JAKARTA, KOMPAS — Remaja perempuan rentan mengalami anemia atau kekurangan darah. Setidaknya, 23 persen remaja perempuan di Indonesia ditemukan mengalami anemia. Kondisi ini dapat berdampak buruk pada remaja, mulai dari penurunan konsentrasi dan prestasi belajar, berkurangnya produktivitas remaja, hingga meningkatkan risiko kematian di masa kehamilan dan kelahiran kelak.
Berdasarkan data Riset Kesehatan Dasar 2013, salah satu masalah yang dihadapi remaja Indonesia adalah masalah gizi mikronutrien, salah satunya anemia. Dari jumlah remaja di Indonesia, sekitar 12 persen remaja laki-laki dan 23 persen remaja perempuan mengalami anemia. Sebagian besar, kondisi ini disebabkan karena kurangnya zat besi atau yang disebut anemia defisiensi besi.
“Anemia di remaja perempuan lebih tinggi dibanding remaja laki-laki, salah satunya karena pengaruh faktor hormonal. Remaja perempuan sudah memasuki periode masa reproduksi dengan mengalami menstruasi,” ujar pelaksana tugas Direktur Jenderal Kesehatan Masyarakat Kementerian Kesehatan (Kemenkes), Pattiselano Robert Johan pada Seminar Kesehatan dan Gizi Remaja di Jakarta, Selasa (15/5/2018).
Selain itu, anemia pada remaja perempuan disebabkan karena asupan gizi, terutama zat besi yang kurang.
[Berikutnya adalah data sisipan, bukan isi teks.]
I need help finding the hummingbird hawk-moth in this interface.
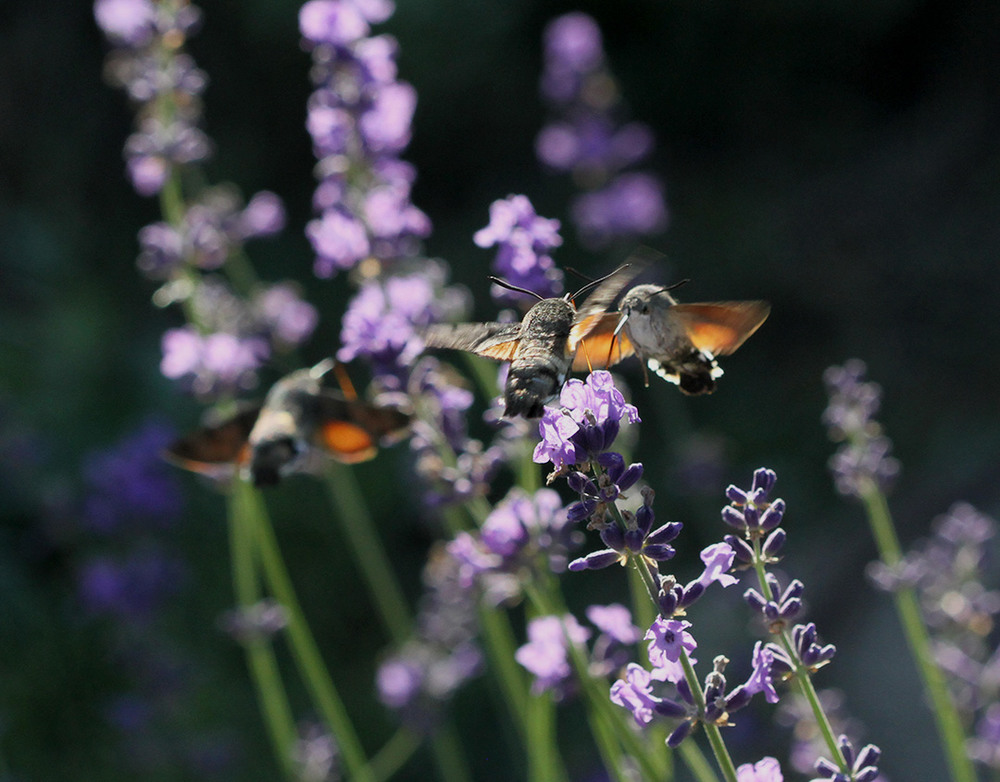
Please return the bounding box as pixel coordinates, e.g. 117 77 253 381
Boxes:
164 359 410 486
573 280 771 394
422 264 637 418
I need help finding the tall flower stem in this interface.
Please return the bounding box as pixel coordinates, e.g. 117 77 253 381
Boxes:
860 479 976 782
680 649 736 782
237 482 376 782
228 481 298 780
326 462 469 782
753 556 851 774
525 583 665 780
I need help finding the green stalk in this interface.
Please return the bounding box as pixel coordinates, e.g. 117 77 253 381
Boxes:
227 481 298 780
680 648 736 782
325 462 469 782
325 462 412 644
244 487 376 782
860 479 976 782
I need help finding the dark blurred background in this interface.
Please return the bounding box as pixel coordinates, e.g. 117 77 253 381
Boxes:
0 0 1000 781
Pada masa remaja, seseorang akan mengalami percepatan pertumbuhan dan perkembangan tubuh sehinga memerlukan asupan energi dan gizi yang cukup.
Remaja perempuan juga mudah dipengaruhi oleh teman sebaya dan media sosial dalam hal pola makan. “Biasanya, mereka terpengaruh untuk diet ekstrem tanpa memedulikan asupan gizi yang seharusnya didapatkan,” kata Pattiselano.
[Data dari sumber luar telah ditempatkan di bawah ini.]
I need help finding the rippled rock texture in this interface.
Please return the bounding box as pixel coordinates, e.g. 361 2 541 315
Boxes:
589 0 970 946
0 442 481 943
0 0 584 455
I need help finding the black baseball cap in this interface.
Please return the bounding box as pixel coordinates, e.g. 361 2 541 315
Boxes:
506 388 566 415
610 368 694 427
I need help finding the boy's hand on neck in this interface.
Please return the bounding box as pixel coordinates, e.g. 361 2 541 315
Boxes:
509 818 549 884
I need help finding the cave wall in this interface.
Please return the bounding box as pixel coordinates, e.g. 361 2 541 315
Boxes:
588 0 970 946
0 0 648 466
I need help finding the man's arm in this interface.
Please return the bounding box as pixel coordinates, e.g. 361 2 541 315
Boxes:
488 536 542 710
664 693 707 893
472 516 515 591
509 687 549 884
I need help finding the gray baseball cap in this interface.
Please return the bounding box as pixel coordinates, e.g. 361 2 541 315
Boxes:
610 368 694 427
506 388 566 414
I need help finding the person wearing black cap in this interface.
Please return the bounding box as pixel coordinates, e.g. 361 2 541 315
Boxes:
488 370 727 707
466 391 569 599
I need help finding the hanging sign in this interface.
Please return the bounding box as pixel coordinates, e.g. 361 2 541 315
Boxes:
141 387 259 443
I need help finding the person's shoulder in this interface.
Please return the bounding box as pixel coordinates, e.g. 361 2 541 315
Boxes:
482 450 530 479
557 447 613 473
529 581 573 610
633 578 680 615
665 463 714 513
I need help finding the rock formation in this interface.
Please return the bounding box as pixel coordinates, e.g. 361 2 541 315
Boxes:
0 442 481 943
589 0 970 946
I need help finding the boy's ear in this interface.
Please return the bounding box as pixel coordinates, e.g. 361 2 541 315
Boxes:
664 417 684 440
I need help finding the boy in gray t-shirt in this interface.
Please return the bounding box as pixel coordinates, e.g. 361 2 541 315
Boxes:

Buruknya kualitas gizi remaja Indonesia tergambar dari data Global School Health Survey 2015. Dari data tersebut disebutkan, sebanyak 65,2 persen remaja tidak selalu sarapan, 93,6 persen kurang mengonsumsi serat dari buah dan sayur, 75,7 persen sering mengonsumsi makanan berpenyedap, dan 42,5 persen kurang melakukan aktivitas fisik.
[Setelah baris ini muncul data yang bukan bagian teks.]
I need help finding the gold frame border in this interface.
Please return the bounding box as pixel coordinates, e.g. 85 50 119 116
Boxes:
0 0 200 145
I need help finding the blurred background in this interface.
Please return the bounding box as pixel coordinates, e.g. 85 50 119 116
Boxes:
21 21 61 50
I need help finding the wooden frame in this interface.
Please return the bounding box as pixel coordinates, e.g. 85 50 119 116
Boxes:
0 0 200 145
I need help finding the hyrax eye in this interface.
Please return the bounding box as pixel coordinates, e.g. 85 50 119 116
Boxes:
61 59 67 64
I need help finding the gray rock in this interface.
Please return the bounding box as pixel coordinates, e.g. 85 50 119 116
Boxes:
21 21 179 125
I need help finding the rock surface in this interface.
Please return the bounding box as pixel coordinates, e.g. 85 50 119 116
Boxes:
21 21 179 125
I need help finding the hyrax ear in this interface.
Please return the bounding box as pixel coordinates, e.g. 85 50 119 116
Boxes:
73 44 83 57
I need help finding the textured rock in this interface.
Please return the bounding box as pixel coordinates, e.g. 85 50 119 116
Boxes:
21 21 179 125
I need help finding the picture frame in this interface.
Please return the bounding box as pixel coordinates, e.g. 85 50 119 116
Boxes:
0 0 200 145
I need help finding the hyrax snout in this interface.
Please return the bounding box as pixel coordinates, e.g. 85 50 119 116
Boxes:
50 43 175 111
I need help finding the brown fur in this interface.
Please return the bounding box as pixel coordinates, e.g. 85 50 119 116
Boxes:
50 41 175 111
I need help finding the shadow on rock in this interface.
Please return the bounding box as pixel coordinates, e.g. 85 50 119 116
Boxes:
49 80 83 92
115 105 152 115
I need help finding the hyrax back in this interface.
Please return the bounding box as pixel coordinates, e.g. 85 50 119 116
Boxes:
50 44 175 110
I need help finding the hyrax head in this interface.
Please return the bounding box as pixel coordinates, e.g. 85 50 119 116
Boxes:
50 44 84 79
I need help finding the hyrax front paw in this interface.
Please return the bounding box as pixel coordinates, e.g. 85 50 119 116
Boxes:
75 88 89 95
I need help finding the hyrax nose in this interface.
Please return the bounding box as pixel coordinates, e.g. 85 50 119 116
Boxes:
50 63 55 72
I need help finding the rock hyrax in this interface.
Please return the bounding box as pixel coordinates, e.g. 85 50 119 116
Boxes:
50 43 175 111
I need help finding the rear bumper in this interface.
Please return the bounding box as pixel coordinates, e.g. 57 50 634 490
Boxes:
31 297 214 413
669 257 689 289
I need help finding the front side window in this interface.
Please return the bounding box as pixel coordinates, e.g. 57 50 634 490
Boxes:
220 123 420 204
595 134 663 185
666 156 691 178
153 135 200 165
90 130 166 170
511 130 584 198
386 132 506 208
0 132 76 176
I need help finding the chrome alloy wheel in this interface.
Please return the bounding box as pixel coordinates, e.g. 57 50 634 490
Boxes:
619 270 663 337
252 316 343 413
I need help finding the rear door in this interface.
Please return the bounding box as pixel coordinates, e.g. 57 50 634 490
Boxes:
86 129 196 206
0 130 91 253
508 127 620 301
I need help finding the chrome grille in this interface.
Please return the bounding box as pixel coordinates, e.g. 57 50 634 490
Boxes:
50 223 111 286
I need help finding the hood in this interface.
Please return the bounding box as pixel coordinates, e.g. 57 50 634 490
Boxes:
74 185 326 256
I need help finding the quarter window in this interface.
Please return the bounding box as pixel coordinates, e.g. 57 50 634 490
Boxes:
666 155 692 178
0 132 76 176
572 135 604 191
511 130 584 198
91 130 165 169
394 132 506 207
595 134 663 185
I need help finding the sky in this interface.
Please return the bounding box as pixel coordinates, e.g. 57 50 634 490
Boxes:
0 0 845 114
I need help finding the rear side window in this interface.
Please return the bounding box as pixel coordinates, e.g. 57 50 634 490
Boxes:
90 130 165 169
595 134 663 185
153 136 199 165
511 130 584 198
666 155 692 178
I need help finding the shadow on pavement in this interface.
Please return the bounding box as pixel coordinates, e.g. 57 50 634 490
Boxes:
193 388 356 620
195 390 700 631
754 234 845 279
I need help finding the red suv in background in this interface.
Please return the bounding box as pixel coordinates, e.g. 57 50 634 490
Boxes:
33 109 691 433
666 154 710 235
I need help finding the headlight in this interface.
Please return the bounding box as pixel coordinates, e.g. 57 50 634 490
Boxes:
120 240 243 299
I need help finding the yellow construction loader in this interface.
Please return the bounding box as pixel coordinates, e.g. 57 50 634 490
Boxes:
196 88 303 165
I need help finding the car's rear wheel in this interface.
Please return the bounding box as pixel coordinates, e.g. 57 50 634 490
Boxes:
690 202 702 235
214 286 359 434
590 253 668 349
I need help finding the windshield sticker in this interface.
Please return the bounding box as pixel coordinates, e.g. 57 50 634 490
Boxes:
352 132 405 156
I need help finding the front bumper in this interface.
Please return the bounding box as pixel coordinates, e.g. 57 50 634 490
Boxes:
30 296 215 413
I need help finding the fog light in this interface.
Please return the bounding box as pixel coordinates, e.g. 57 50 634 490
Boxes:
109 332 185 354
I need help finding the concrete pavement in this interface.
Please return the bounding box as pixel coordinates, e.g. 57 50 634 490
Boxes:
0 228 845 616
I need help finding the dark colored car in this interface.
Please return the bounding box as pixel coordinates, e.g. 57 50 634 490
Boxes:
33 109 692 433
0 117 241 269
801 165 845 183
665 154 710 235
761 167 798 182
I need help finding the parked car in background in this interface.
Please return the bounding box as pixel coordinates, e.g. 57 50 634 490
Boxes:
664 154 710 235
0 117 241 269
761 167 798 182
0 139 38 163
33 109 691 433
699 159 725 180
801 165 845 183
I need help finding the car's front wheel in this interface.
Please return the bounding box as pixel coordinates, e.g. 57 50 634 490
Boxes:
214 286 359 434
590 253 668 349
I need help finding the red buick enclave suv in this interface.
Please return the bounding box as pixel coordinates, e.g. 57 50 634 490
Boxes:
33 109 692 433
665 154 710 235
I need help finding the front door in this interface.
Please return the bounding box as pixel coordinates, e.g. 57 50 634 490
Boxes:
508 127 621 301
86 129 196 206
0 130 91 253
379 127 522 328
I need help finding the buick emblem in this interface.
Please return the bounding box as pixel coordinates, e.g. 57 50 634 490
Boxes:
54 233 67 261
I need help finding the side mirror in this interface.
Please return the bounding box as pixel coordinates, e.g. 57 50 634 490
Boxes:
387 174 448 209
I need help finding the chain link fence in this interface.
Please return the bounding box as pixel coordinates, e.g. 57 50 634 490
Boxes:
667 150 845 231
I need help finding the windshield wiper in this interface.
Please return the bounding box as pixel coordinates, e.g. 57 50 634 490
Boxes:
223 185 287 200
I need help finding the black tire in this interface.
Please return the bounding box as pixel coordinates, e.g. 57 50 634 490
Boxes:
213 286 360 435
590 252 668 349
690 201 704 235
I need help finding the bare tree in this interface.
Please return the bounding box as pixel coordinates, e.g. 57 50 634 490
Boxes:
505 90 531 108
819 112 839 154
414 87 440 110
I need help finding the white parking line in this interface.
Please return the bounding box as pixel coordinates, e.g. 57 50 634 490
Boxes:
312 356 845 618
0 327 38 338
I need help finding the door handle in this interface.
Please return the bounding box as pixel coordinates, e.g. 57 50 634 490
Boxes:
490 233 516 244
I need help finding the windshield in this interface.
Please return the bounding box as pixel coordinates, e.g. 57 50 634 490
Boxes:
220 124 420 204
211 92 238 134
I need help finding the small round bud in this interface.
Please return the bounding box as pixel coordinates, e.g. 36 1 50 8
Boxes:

Anggota Satuan Tugas Remaja Ikatan Dokter Anak Indonesia (IDAI) Yoga Devaera menuturkan, anemia dapat dihindari dengan mengonsumsi makanan yang tinggi zat besi, seperti daging merah, sayuran hijau, dan hati. Konsumsi makanan dengan kandungan tinggi asam folat, vitamin A, dan vitamin C, serta Zink juga perlu ditingkatkan.
“Selain itu, secara rutin sebaiknya remaja perempuan mengonsumsi tablet tambah darah (TTD) seminggu sekali, terutama saat menstruasi,” ucapnya.
Batas kadar hemoglobin normal untuk remaja perempuan usia 13-18 tahun adalah 12 gram per desiliter. Apabila kadar hemoglobin kurang dari itu, biasanya seseorang akan cepat lesu dan lelah. Pada anemia yang lebih berat bisa menimbulkan sesak napas dan meningkatnya denyut jantung sehingga merasa berdebar-debar.
Direktur Bina Gizi Masyarakat Kemenkes Doddy Izwardy menyampaikan, saat ini pemerintah melalui kemenkes sudah menjalankan program gizi remaja, salah satunya dengan pemberian tablet tambah darah (TTD) bagi remaja putri di sekolah, puskesmas, dan posyandu remaja.
Ia mengakui, saat ini program gizi pada remaja belum menjadi prioritas pemerintah. Selama ini baru ada program distribusi TTD, meski belum merata di seluruh wilayah Indonesia.
“Untuk itu, kami akan dorong program gizi remaja ini ke dalam RPJMN (Rencana Pembangunan Jangka Menengah Nasional). Penyelesaikan masalah gizi tidak cukup hanya menjangkau ibu dan anak saja, tetapi harus menyasar pada remaja,” ujarnya.